Cette méthode audacieuse est contestée par ses contemporains Laplace, Poisson et Lagrange; ce dernier se lève même en pleine séance de l'Institut des sciences et déclare qu'il tient pour fausse la théorie de Fourier. Il faut dire que, même pour les critères de rigueur de l'époque, les conclusions de Fourier étaient hardies. Par exemple, dans un langage moderne, Fourier ne s'intéresse jamais à la convergence de ses séries. Pour les anciens, ce qui les tracassait était plutôt le phénomène inverse : il leur semblait impossible qu'une superposition, même infinie, de fonctions continues, puisse donner une fonction discontinue. Malgré ces réserves, Fourier est primé par l'Institut pour son mémoire en 1812.

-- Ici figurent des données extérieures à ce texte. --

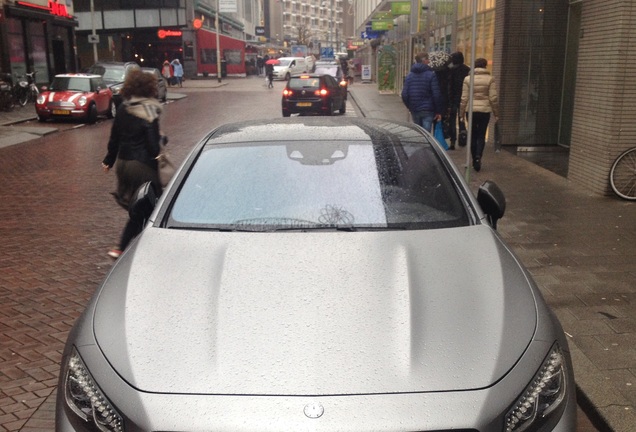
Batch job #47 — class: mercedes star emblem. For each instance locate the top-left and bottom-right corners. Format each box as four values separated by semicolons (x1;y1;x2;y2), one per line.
303;403;325;418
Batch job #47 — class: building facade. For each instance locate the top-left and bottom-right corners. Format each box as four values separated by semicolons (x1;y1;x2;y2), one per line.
75;0;263;76
266;0;346;57
354;0;636;194
0;0;77;83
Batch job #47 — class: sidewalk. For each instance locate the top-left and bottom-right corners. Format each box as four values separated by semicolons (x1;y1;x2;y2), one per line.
0;78;636;432
0;78;224;148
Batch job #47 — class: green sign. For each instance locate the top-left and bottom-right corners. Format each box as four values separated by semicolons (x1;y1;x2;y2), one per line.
378;45;397;93
435;0;455;15
391;1;411;16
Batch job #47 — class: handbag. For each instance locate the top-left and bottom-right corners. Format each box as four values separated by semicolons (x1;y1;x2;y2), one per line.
155;137;177;187
434;121;448;150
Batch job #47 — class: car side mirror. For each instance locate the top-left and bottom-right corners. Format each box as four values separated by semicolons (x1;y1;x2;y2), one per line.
128;182;158;225
477;180;506;229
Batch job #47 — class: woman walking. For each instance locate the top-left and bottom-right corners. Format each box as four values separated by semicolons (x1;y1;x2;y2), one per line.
459;58;499;171
102;70;162;259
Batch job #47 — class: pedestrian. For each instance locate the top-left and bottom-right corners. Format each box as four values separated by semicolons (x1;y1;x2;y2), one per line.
161;60;174;86
265;63;274;88
170;59;183;87
448;51;470;149
402;53;443;132
102;70;165;259
347;59;356;85
459;58;499;171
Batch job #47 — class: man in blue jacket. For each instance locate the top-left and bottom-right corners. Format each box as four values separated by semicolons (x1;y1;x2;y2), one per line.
402;53;444;132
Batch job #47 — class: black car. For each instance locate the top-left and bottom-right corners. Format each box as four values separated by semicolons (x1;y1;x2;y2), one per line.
314;60;349;99
87;62;140;107
282;73;347;117
141;68;168;102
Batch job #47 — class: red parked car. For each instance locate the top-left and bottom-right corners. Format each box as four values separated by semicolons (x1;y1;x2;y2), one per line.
35;74;116;124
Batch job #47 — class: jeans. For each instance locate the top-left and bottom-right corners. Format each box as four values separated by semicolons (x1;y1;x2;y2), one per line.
448;103;459;144
411;111;435;132
470;112;490;160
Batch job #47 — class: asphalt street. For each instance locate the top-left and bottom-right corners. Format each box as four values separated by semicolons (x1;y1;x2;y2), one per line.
0;78;636;432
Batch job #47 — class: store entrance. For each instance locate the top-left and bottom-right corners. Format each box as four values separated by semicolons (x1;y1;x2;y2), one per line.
130;30;183;69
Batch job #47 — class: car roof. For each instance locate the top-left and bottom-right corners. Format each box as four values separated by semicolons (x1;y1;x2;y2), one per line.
206;117;430;145
291;72;333;78
93;61;139;67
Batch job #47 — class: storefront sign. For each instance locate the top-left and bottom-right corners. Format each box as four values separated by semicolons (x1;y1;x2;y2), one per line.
371;20;393;31
157;29;183;39
391;1;411;16
16;0;73;18
218;0;238;13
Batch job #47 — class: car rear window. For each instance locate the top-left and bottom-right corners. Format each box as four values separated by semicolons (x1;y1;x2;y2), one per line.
287;77;320;90
167;139;469;231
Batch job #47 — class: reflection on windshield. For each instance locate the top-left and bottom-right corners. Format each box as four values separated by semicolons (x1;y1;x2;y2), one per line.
168;140;468;231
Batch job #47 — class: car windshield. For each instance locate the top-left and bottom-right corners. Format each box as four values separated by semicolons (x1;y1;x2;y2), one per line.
167;140;469;232
49;77;91;91
287;77;320;90
316;66;338;77
89;65;126;83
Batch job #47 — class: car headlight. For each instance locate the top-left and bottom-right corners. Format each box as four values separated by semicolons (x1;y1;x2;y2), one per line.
64;348;124;432
505;343;568;432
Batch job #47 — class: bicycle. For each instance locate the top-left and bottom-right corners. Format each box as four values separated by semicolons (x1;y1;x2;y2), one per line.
15;71;40;106
610;147;636;201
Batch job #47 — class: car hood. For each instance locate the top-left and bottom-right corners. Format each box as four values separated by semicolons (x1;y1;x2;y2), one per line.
43;91;88;103
93;226;537;395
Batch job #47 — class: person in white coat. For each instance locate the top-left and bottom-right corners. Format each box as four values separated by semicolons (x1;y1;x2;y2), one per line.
459;58;499;171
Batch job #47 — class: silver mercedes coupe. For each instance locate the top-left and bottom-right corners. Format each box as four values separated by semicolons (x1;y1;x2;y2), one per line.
56;117;576;432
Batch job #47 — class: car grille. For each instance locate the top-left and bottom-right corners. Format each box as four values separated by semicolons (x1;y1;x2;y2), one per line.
47;102;75;109
153;429;479;432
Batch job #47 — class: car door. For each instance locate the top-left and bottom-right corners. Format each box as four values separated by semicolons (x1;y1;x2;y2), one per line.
91;78;110;113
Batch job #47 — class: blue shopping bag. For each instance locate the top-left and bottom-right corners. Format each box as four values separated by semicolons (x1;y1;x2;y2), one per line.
434;121;448;150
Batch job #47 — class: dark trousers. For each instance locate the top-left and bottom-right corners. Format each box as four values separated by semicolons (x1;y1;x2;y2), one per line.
448;104;459;144
470;112;490;160
119;219;143;251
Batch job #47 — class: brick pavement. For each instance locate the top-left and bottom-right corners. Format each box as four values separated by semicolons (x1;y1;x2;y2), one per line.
0;81;636;432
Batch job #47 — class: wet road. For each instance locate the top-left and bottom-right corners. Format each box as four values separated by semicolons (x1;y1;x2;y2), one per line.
0;79;596;432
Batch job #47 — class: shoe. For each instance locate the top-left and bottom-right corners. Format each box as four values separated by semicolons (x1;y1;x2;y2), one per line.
108;249;121;259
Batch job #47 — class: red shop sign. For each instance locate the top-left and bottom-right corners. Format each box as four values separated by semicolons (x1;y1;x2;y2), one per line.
16;0;73;18
157;29;183;39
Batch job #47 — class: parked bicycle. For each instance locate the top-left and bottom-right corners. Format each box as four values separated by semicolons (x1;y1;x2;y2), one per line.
14;71;40;106
610;147;636;201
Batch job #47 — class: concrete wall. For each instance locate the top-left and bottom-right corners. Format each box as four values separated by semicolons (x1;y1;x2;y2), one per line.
568;0;636;194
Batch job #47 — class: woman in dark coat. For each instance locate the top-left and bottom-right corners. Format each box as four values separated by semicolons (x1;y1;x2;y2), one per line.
102;70;161;258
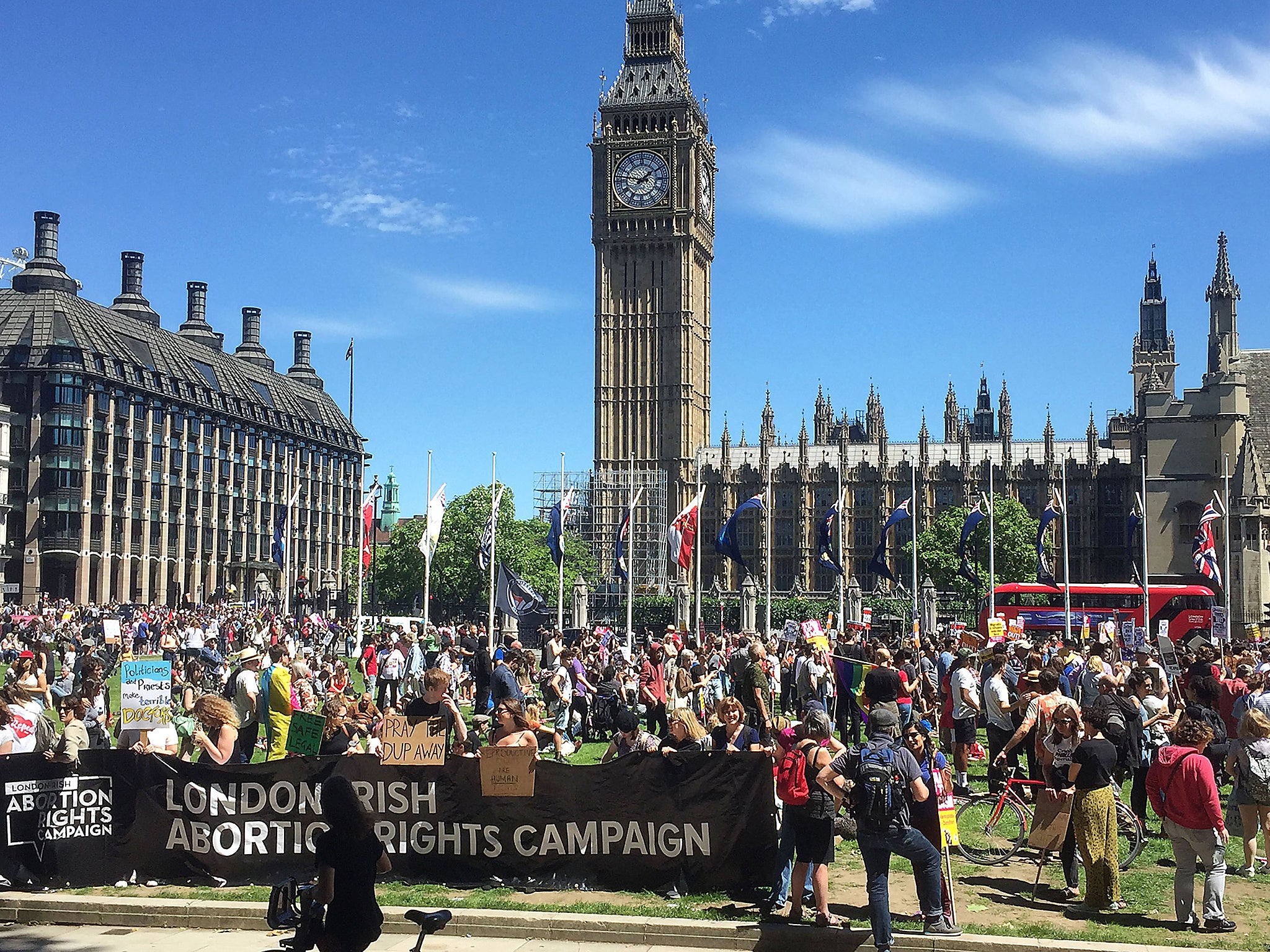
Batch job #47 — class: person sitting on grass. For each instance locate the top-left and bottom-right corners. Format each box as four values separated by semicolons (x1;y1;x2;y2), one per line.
600;707;662;764
662;707;711;756
402;668;468;750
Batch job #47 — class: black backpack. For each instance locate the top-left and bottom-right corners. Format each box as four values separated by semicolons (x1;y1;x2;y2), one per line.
853;744;907;830
221;665;242;700
590;693;625;734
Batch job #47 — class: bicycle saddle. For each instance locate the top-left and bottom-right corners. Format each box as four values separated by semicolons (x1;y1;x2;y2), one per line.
405;909;451;935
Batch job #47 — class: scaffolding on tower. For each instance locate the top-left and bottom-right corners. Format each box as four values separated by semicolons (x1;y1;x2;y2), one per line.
533;462;669;626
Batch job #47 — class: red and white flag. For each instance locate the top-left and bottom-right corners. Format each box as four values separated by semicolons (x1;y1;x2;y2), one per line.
665;486;706;569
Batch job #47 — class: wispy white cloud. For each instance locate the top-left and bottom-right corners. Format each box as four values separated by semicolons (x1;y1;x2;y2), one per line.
733;132;980;231
865;42;1270;165
269;139;476;235
763;0;877;27
409;274;566;312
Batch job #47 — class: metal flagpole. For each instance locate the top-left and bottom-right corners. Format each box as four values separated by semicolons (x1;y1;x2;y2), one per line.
357;453;366;642
1138;453;1153;640
988;457;997;627
423;449;432;636
489;453;498;658
1222;453;1229;641
837;459;847;629
556;453;564;635
908;459;921;635
692;447;705;638
763;457;776;641
1063;458;1072;643
626;453;635;658
282;447;293;618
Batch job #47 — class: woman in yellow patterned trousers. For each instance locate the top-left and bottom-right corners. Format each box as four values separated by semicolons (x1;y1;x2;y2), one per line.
1067;708;1128;915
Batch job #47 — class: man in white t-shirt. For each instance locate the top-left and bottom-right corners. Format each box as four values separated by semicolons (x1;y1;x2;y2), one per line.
951;647;982;797
983;650;1018;793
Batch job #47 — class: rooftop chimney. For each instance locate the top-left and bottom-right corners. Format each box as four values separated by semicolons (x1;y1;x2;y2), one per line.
287;330;322;390
12;212;79;294
177;281;224;350
110;252;159;327
234;307;273;371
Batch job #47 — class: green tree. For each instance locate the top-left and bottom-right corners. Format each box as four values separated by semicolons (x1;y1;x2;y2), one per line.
900;496;1037;604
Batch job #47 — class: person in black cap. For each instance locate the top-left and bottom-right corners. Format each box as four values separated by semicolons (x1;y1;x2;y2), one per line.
817;708;961;952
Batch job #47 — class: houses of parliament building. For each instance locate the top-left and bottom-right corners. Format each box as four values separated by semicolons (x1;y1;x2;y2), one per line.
590;0;1270;625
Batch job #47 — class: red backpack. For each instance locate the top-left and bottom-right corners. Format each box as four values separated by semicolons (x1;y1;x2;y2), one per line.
776;746;812;806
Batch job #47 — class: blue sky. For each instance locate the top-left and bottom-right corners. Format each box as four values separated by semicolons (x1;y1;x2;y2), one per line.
0;0;1270;514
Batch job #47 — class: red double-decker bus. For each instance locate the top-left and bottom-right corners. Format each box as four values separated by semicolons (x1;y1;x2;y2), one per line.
979;581;1214;641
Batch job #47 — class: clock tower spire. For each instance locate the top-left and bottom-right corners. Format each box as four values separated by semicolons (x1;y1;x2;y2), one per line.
590;0;715;531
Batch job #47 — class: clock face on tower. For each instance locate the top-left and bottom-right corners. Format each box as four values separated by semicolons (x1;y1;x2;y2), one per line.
613;152;670;208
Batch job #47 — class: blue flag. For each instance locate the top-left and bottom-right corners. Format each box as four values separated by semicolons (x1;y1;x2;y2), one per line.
869;496;913;581
613;506;631;581
1036;499;1059;588
715;493;766;571
815;503;842;575
548;488;573;569
269;505;291;569
956;500;987;589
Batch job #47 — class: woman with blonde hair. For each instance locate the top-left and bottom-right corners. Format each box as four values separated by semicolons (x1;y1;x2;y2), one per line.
193;694;242;764
662;707;711;754
1225;707;1270;876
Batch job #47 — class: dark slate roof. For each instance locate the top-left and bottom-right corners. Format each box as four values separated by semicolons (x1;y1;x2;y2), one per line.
0;288;360;451
626;0;674;17
1240;348;1270;452
601;57;699;112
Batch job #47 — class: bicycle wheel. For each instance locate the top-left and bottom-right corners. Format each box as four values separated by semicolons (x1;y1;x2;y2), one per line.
1115;800;1147;872
956;795;1028;866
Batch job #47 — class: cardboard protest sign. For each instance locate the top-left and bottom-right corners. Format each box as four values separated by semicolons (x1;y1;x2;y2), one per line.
380;715;446;767
287;711;326;757
480;746;537;797
1160;635;1183;678
931;770;961;847
1028;791;1072;850
120;661;171;730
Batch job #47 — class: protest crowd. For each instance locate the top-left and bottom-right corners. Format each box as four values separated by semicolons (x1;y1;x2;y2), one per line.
0;603;1270;950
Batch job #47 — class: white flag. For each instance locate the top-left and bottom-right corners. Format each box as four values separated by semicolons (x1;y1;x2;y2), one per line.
419;482;446;562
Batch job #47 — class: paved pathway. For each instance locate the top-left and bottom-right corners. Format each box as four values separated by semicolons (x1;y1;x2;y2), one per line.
0;923;670;952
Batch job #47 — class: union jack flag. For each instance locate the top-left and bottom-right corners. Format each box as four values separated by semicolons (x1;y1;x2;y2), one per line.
1191;503;1222;585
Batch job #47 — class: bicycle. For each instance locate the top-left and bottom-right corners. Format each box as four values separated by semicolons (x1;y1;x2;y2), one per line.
956;768;1147;871
265;877;451;952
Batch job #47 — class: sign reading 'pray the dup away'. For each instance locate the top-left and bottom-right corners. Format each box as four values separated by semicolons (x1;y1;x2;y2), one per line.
380;715;446;767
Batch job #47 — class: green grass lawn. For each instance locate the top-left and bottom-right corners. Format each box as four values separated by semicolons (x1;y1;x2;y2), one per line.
17;659;1270;950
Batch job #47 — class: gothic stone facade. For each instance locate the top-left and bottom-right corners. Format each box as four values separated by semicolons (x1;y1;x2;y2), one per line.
590;0;715;522
1132;232;1270;626
0;212;362;604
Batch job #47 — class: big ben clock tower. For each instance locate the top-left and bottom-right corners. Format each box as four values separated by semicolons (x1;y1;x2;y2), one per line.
590;0;715;525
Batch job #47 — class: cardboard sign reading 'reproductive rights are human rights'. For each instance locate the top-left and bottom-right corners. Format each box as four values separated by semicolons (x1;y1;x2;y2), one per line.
380;715;446;767
480;746;537;797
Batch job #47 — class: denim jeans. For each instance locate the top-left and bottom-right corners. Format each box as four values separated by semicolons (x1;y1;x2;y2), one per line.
772;822;812;909
857;826;944;950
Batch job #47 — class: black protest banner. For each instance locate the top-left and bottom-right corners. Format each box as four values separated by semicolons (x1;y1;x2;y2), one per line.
0;750;776;890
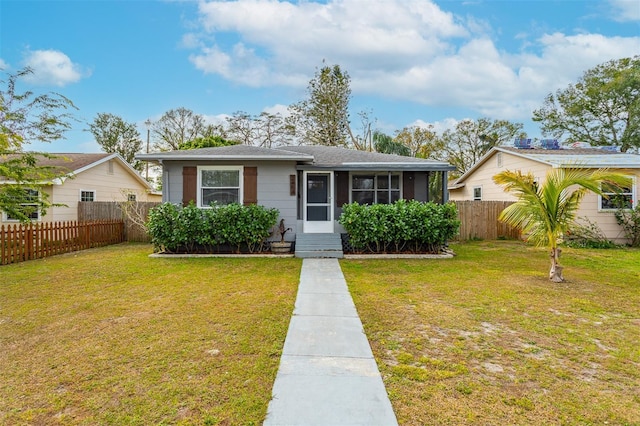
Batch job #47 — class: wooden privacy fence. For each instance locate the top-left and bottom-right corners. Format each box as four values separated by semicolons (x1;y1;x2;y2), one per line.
455;201;520;241
78;201;161;243
0;220;124;265
78;201;520;242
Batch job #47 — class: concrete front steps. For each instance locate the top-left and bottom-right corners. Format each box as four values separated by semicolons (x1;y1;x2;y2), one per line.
296;232;344;259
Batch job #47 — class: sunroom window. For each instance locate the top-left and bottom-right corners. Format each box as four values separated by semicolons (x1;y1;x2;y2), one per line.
198;166;242;207
351;173;400;204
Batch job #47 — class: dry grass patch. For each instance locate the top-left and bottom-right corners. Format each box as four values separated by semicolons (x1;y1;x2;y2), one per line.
0;245;301;425
341;241;640;425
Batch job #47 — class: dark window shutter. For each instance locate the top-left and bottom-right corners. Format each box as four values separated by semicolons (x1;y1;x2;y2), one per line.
182;167;198;206
242;167;258;206
402;172;415;200
336;172;349;207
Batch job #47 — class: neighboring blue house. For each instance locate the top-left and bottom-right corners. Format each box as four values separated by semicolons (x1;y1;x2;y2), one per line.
136;145;455;240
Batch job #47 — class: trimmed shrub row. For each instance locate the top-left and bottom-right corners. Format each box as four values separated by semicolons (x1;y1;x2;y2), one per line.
147;202;279;253
338;200;460;253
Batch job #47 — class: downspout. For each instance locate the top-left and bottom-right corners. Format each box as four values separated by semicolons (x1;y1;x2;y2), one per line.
442;170;449;204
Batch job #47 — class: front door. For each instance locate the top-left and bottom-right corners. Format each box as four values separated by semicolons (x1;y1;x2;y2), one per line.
303;172;333;233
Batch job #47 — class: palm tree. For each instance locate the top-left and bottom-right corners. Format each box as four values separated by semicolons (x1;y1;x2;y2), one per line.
493;167;629;282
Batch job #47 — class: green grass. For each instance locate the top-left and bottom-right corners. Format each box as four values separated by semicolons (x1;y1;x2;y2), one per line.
0;244;301;425
341;241;640;425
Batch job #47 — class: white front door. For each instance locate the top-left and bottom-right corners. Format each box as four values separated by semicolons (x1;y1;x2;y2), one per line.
303;172;333;233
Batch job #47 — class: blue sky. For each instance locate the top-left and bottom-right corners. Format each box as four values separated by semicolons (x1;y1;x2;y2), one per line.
0;0;640;152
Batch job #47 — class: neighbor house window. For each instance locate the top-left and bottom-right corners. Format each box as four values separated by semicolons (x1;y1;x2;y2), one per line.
198;166;242;207
5;189;40;222
351;173;400;204
80;190;96;201
473;186;482;201
598;181;636;210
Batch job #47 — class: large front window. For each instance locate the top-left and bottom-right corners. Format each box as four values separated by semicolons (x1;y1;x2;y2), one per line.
198;166;242;207
351;173;400;204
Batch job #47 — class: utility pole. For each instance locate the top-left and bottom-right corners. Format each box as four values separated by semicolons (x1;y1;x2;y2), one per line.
144;118;152;182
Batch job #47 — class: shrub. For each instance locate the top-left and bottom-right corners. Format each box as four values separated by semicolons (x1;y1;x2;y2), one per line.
564;217;618;248
338;200;460;253
147;203;279;253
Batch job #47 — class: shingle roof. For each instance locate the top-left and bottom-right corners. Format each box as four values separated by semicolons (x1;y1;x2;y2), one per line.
0;152;151;188
279;145;454;170
449;146;640;189
0;153;113;173
136;145;454;170
136;145;311;161
497;147;640;168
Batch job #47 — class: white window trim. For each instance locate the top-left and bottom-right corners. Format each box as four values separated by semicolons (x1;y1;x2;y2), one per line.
598;175;638;213
78;189;96;201
349;171;403;204
196;166;244;209
2;189;42;223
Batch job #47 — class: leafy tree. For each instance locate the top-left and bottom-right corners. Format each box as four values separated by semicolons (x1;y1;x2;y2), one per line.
493;168;628;282
152;108;212;151
227;111;256;145
533;56;640;152
254;112;291;148
373;130;411;157
394;125;436;158
288;65;351;146
438;118;525;174
178;136;238;150
89;113;143;171
0;68;77;222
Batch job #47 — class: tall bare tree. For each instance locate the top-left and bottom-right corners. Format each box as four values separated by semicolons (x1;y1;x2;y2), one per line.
289;65;351;146
151;107;211;151
441;118;526;174
0;68;77;222
89;113;143;171
393;124;437;158
533;56;640;152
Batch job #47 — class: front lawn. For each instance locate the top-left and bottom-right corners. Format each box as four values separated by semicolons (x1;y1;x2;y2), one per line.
341;241;640;425
0;244;302;425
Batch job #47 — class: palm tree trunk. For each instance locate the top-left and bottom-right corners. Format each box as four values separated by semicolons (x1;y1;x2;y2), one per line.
549;247;564;283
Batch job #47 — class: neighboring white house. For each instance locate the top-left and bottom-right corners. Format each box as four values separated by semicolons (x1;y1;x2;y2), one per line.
448;147;640;243
0;153;162;224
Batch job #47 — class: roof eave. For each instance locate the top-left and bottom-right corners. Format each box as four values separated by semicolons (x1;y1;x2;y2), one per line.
135;154;313;161
296;163;456;172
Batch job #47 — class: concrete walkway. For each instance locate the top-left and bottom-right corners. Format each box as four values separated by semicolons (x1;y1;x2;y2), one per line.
264;259;398;426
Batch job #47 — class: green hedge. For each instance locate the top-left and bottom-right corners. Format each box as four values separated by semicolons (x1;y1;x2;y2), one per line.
338;200;460;253
147;203;279;253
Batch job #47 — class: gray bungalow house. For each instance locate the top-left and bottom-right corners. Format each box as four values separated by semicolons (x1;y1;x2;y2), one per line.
136;145;455;240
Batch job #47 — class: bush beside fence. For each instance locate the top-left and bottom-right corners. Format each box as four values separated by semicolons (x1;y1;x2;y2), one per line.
0;220;124;265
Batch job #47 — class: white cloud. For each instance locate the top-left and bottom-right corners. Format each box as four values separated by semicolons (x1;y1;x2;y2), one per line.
609;0;640;22
185;0;640;120
23;50;90;86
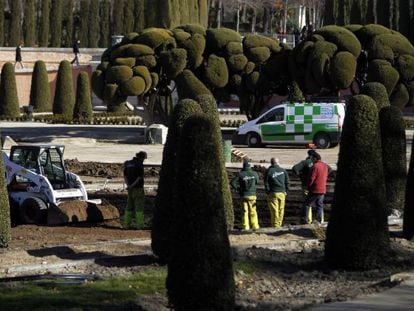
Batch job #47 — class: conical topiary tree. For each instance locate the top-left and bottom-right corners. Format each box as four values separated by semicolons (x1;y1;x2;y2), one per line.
73;72;93;123
151;99;202;263
197;95;234;230
0;147;11;247
379;106;407;214
167;114;235;310
0;63;20;118
53;60;75;120
325;95;389;269
30;60;52;112
403;138;414;240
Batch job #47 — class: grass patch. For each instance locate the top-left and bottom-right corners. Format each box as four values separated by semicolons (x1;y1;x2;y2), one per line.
0;267;167;310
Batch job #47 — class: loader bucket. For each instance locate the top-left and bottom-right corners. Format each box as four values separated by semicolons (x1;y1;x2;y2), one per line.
47;200;119;225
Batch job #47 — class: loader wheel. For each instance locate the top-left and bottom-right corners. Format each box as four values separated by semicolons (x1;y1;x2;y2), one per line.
20;197;47;224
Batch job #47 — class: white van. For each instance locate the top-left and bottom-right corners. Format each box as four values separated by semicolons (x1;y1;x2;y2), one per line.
233;103;345;148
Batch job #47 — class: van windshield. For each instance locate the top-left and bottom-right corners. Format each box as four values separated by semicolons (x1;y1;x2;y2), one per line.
257;107;285;124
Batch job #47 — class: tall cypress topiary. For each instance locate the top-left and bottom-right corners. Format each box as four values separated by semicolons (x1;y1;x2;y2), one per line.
9;1;22;46
88;0;100;48
99;0;111;47
73;72;93;123
50;0;63;47
78;0;89;47
0;150;11;248
403;133;414;240
123;0;134;34
39;0;50;46
167;115;235;311
197;95;234;230
112;0;125;35
30;60;52;112
0;63;20;118
53;60;75;120
151;99;202;263
325;95;389;269
0;1;5;46
23;0;36;46
379;106;407;214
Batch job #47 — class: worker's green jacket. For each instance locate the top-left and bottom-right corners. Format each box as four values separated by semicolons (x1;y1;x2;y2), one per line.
265;164;289;193
230;167;259;197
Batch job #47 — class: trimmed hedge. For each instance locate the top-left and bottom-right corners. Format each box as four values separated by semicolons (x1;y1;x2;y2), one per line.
379;106;407;214
151;99;202;263
29;60;52;112
53;60;75;118
329;52;357;89
0;63;20;118
73;72;93;123
325;95;389;270
167;115;235;310
360;82;390;111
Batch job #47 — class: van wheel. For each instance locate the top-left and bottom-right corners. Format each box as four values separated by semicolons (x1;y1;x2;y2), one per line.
247;133;262;147
313;133;331;149
19;197;47;224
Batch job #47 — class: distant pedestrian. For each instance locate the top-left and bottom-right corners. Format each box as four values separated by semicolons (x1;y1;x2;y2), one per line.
70;40;80;66
303;151;330;224
230;160;259;230
265;158;289;228
14;43;24;69
123;151;147;229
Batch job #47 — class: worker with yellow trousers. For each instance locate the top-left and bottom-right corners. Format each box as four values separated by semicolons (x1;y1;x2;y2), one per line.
231;160;259;230
264;158;289;228
123;151;147;229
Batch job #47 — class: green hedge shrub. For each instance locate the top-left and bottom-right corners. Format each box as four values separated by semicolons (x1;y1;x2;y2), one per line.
315;25;361;57
367;59;400;95
105;66;133;84
53;60;75;118
379;106;407;214
325;95;389;269
167;115;235;310
329;52;357;89
73;72;93;123
151;99;202;263
0;62;20;118
29;60;52;112
204;54;229;88
360;82;390;111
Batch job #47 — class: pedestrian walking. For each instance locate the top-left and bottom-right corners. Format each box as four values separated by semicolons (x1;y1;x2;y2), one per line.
303;151;331;224
14;43;24;69
230;160;260;230
292;149;316;198
123;151;147;229
265;158;289;228
70;40;80;66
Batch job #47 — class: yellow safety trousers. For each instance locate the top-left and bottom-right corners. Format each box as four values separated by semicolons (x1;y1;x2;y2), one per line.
123;188;145;229
242;195;260;230
267;192;286;228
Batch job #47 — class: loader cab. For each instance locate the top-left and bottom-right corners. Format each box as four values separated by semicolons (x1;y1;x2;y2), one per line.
10;145;67;189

En 1815 Napoléon s'échappe de l'ile d'Elbe, et revient avec toute une armée vers la France. Fourier est toujours préfet de l'Isère, et Grenoble est sur la route de Napoléon. Fourier obéit aux injonctions du roi, et ordonne qu'on s'oppose à Napoléon. Il parvient toutefois à manoeuvrer assez habilement pour que Napoléon ne lui en veuille pas, et le nomme préfet du Rhône quand il reprend le pouvoir. Les événements politiques font que Fourier n'occupera jamais ce poste. Au contraire, en 1817, il est élu à l'Académie des sciences réhabilitée. En 1822, il devient secrétaire de la section mathématique. A ce poste, il aidera beaucoup de jeunes mathématiciens prometteurs, dont Dirichlet, Sturm ou Ostrogradsky. Pendant la fin de sa vie, il consacre beaucoup de temps à préciser ses arguments, et à débattre avec ses contemporains, notamment Biot et Poisson, qui lui contestent la priorité des découvertes!